朝になりクロキは目的である祠の敷地に入った。
クロキはこの祠へと1人で来た。
シロネ達はいない。
シロネは一緒に付いて来たがったが、一緒に結界の中に入れば暗黒騎士と勇者の仲間が手を組んだ事をラヴュリュスに知られる可能性がある。
レイジを救出するには秘密にしておいた方が良いだろう。
それに、シロネは人間の側に立つ者だ。勇者の仲間であるシロネ達の手を借りるわけにはいかない。
これはクロキの手でやらなければならない。
リジェナも一緒に来たがったがシロネに止められた。
祠は小規模な殿舎という意味だが、人間よりもはるかに巨体な生物に合わせているためか、祠は大きく、敷地は広い。

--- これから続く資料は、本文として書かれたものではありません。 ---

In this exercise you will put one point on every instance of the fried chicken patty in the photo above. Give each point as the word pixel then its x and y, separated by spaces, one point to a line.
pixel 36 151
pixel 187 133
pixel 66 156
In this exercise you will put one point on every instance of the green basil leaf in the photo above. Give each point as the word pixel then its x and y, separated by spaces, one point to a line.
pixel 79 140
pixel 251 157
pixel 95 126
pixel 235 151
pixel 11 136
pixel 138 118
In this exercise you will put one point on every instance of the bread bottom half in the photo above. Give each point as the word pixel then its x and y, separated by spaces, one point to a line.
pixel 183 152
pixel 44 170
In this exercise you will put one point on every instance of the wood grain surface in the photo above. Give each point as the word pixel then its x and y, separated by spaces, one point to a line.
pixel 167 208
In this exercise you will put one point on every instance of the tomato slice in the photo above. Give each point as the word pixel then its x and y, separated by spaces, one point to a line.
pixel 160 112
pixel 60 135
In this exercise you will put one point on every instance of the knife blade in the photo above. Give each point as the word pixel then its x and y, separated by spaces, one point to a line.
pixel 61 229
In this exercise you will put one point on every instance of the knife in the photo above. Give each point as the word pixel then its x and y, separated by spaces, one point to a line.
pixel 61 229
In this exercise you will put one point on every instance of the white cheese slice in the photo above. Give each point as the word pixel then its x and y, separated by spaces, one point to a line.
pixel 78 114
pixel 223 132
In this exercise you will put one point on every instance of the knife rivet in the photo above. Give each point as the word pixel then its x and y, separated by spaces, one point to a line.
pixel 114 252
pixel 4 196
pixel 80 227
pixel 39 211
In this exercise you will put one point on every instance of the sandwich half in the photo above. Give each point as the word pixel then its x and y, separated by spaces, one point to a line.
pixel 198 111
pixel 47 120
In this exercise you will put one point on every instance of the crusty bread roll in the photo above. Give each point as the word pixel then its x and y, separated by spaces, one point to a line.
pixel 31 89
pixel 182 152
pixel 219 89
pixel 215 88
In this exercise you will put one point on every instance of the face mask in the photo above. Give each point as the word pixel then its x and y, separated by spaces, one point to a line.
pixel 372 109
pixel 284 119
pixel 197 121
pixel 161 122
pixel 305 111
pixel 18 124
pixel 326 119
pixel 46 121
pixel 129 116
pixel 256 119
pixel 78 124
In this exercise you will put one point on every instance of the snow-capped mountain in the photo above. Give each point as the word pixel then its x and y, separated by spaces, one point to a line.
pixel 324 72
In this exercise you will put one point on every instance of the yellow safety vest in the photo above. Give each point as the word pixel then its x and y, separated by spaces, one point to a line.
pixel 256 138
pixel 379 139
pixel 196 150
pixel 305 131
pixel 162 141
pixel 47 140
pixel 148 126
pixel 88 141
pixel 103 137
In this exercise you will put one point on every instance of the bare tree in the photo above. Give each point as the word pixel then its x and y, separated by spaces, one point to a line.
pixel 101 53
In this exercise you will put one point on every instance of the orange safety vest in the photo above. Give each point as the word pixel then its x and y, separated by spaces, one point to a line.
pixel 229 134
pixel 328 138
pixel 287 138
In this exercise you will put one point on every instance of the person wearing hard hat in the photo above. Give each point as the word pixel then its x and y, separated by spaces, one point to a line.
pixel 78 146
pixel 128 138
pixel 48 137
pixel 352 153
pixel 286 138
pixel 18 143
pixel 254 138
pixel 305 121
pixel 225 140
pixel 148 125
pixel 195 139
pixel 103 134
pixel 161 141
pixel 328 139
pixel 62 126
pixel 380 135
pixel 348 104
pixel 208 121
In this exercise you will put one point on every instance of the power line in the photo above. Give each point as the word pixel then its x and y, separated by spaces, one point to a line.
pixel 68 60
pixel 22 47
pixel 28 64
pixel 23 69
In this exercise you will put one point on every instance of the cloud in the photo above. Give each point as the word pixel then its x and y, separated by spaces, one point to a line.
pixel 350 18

この祠が作られたのはかなり昔のはずなのに、大部分の建物が原型を留めている。
石造りの建物の装飾は美しく、かなりの繁栄を誇ったようだ。
だけど、それも昔の話だ。
暗黒騎士の姿になったのは、場合によっては力づくで言う事を聞かせようと思ったからだ。
だけど、その心配は杞憂に終わる。
クロキが彼らの前に現れると、リザードマン達はあっさりと言う事を聞いてくれた。
どうやらリザードマンは、クロキの中にある竜の力を感じ取ったようだ。
ナルゴルのリザードマンと同じく、竜を信仰していたので話が早く済んだ。
1匹のリザードマンが忠誠を誓うと、この地のリザードマン全てを集めた。
そして、全てのリザードマンがクロキにひれ伏している。
「申し訳ないけど……。しばらくこの地から移動して欲しいんだ。これから、この迷宮の邪神を相手にしなければならないから」
リザードマンを五体投地から起こして言う。
崇められるような存在ではない。
だから頭を下げる必要はない。
「竜人様ハコノ迷宮の奥ニイル者ヲ相手ニスルノデスカ?」
リザードマンの1匹がクロキに聞く。
「そうなんだ。その時に君達がいるとこちらが動きにくい」
クロキがそう言うとリザードマンは顔を見合わせる。
「ナラバ我ラガ役ニ立ツト思イマス」
その言葉に少し驚く。
「どういう意味?」
「ドウヤラ迷宮ハ、河ト繋ガッテイルヨウナノデス。我ラハ、河ノ中ヲ行ク事ガ出来マス。何カ役ニ立テルカモシレマセン」
リザードマンの言葉を聞き、考える。
そしてヘイボス神から貰った迷宮の設計図の事を思い出す。
レイジ達が閉じ込められている第5階層の地下庭園には湖がある。その水はどこから来たのだろう?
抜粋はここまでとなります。